Sicherheitsbeamte hatten die Malerin und Bürgerrechtlerin Atena Faraghdani am 24. August 2014 festgenommen und in die Abteilung 2-A des Evin-Gefängnisses überführt. Sie kam am 2. November 2014 auf Kaution frei. Später veröffentlichte sie ein Video von sich, in dem sie beschrieb, wie sie von weiblichen Gefängnisaufseherinnen in einer Einzelzelle des Evin-Gefängnisses gewaltsam durchsucht wurde. Es wurde ihr befohlen, ihre Kleidung abzulegen, was sie verweigert hatte. Das Video wurde in den sozialen Netzwerken vielfach gesehen und diskutiert.
Nachdem das Video veröffentlicht worden war wurde Faraghdani am 10. Januar 2015 in die Abteilung 15 des Revolutionsgerichts von Teheran vorgeladen, festgenommen und in das Gefängnis Gharchak in Varamin, außerhalb Teherans, überführt.

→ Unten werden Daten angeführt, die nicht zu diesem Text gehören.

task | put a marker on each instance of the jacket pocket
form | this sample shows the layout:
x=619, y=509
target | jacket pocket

Atena Faraghdani unterzog sich einem Hungerstreik, um gegen ihre Verlegung in das erbärmliche Gharchak-Gefängnis zu protestieren, wo politische Gefangene nicht von Schwerverbrechern getrennt werden und damit gegen das Trennungsprinzip von Gefangenen verstoßen wird.
Nachdem sich ihr Gesundheitszustand erheblich verschlechtert hatte und sie am 26. Februar 2015 in ein Krankenhaus verlegt worden war, haben juristische Behörden am 2. März ihre Rückverlegung in das Evin-Gefängnis veranlasst, wo sie sich seither aufhält.